DBV: Urteil basiert auf alter Rechtsgrundlage

Das Urteil des Europäischen Gerichtshofs (EuGH) zur unzureichenden Umsetzung der Nitratrichtlinie ist der Abschluss eines alten und mittlerweile in der Sache überholten Verfahrens und bestätigt damit die Einschätzung des Deutschen Bauernverbands (DBV). «Das Urteil ist eine – wenn auch detaillierte – Bewertung einer längst überholten Rechtsgrundlage, nämlich der düngerechtlichen Vorschriften mit dem Stand von 2014. Es leistet daher keinen nennenswerten Beitrag zur Diskussion über die seit 2017 geltende neue Düngeverordnung», sagt DBV-Generalsekretär Bernhard Krüsken. Der EuGH bestätigt wörtlich, dass die mit Gründen versehene Stellungnahme der EU-Kommission aus dem Jahr 2014, aber «später eingetretene Veränderungen vom Gerichtshof nicht berücksichtigt» worden sind, schreibt der Bauernverband.

Krüsken: «Deutschland hat gehandelt und neue weitreichende Anforderungen an die Düngung im Sinn des Gewässerschutzes geschaffen, die derzeit von den Landwirten bereits umgesetzt werden. Außerdem gehen wir davon aus, dass die EU-Kommission das neue Düngerecht mit den weitreichenden Änderungen im Sinne des Gewässerschutzes nicht ignorieren wird».

VKU: Klare Worte für klares Wasser

«Das Urteil des Gerichtshofs zeigt deutlich, dass Deutschland 2014 noch nicht das Notwendige getan hat, um die Nitratrichtlinie umzusetzen und strengere Maßnahmen gegen Gewässerverunreinigungen zu ergreifen. Der Gerichtshof hat sich erwartungsgemäß nicht explizit dazu geäußert, ob die Änderungen im novellierten Düngerecht 2017 hier Abhilfe geschaffen haben. Diese Frage war nicht Gegenstand des Verfahrens», sagt Karsten Specht, Vizepräsident des Verbands kommunaler Unternehmen (VKU).
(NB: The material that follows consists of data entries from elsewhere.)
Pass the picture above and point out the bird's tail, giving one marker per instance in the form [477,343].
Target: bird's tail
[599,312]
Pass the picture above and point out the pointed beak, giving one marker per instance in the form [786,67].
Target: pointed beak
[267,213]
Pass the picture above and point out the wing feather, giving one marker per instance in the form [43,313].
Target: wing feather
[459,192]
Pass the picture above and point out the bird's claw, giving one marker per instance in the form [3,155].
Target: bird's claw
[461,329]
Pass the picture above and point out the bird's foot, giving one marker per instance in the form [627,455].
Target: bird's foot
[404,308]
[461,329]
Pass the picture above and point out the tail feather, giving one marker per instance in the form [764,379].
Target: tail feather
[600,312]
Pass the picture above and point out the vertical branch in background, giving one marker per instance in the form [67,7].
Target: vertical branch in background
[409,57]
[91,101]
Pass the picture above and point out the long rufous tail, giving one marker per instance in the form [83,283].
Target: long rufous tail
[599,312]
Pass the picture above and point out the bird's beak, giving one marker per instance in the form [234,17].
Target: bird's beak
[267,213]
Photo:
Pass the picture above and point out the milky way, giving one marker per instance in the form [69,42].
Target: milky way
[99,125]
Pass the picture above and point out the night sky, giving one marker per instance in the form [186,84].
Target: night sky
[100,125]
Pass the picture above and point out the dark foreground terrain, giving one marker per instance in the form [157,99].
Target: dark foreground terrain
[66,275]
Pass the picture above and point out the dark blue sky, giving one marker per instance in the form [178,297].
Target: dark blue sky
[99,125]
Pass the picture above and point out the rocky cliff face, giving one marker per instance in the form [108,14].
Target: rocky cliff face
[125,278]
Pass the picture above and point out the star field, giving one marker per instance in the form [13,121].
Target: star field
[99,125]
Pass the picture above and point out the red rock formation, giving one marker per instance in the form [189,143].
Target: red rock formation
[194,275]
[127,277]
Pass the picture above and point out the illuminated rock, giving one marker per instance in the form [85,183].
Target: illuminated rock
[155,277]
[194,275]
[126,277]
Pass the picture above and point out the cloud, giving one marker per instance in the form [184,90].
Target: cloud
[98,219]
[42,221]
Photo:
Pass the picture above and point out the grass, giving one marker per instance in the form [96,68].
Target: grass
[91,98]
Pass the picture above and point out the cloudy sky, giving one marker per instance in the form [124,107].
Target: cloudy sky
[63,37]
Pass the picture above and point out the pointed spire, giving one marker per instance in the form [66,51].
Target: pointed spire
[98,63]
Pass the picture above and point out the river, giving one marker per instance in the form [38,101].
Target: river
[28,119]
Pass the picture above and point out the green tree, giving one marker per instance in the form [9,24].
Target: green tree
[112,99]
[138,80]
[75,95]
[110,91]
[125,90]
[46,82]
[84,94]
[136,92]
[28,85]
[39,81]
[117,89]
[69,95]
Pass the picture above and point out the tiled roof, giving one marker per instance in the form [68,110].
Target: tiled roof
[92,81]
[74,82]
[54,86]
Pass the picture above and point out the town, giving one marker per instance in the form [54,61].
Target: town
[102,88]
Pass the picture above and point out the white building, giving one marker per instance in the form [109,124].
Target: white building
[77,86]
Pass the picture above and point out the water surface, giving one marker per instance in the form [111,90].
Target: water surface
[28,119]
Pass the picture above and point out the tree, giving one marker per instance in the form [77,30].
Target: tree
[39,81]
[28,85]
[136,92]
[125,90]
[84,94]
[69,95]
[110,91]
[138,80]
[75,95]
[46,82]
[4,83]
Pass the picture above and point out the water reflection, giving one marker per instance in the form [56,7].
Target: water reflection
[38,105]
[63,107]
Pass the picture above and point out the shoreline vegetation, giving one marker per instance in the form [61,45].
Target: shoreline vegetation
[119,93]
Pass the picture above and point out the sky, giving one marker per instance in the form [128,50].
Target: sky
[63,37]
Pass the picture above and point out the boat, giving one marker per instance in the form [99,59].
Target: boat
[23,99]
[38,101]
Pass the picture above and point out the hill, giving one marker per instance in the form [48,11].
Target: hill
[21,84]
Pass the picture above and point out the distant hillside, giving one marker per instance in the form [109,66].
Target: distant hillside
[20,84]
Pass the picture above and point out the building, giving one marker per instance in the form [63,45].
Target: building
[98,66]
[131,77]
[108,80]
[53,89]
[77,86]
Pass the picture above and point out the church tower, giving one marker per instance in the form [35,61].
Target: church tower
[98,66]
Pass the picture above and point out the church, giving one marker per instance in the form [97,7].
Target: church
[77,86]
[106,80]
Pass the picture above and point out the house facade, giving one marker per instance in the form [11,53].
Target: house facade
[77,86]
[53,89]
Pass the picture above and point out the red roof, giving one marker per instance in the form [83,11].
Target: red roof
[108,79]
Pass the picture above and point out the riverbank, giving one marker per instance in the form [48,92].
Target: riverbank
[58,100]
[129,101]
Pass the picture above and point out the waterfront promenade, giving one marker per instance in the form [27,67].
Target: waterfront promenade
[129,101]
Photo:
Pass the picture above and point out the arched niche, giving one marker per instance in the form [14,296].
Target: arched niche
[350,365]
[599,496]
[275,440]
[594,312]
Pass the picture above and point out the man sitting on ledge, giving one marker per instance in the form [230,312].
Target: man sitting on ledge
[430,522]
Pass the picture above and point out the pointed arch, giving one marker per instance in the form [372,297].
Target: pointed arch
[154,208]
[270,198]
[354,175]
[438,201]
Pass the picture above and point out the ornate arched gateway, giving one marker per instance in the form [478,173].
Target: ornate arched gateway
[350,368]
Der Gerichtshof bescheinigt früheren Bundesregierungen einen sehr zögerlichen Umgang mit der Nitrat-Problematik. Das jetzige Urteil wendet sich deutlich gegen jegliche hinhaltende Argumentation, trotz wahrnehmbarer Grundwasserbelastungen. Auf Grundlage dieser Aussagen ist es aus Sicht der kommunalen Wasserwirtschaft notwendig, auch die aktuellen Regelungen des Düngerechts noch einmal zu überprüfen. Es spricht einiges dafür, dass die deutschen Regelungen, beispielsweise zu Sperrzeiten und zu Flächen, die für das Düngen ungeeignet sind (wie etwa das Düngen auf gefrorenen Böden) noch nicht ausreichend sind, um die von der Nitratrichtlinie getroffenen Vorgaben einzuhalten. In diesem Fall droht ein weiteres Klageverfahren vor dem Europäischen Gerichtshof. Eine nochmalige Niederlage vor dem EuGH wäre teuer, da das Gericht Zwangsgelder verhängen kann. Für die kommunale Wasserwirtschaft ist es allerdings wesentlich wichtiger, dass übermäßige Nitrat-Einträge in unsere Gewässer endlich konsequent reduziert werden.

«Wir werden nicht müde, das Augenmerk auf das «Vorher» und damit das Verursachen von Verunreinigungen der Ressourcen für die Trinkwassergewinnung zu lenken, statt uns mit der für den Wasserkunden teurere Reinigung «hinterher» zu begnügen. Nur so können wir unsere Trinkwasserressourcen wirksam schützen», schließt der VKU seinen Appell an die Politik.

BÖLW: Der Steuerzahler büßt jetzt dreifach

Der Europäische Gerichtshof bestraft die Bundesregierung, weil die Düngeregeln schädliche Nitratüberschüsse nicht ausreichend eindämmen. «Dafür büßt der Steuerzahler dreifach», sagt Felix Prinz zu Löwenstein, Vorsitzender des Bunds Ökologische Lebensmittelwirtschaft (BÖLW). «Die Bürger zahlen die Subventionen für eine Landwirtschaft, die zu viel Stickstoff düngen darf, tragen die steigenden Kosten der Trinkwasser-Reinigung und kommen für die hohen Strafzahlungen aufgrund schlechter Regeln und mangelhaftem Vollzug auf».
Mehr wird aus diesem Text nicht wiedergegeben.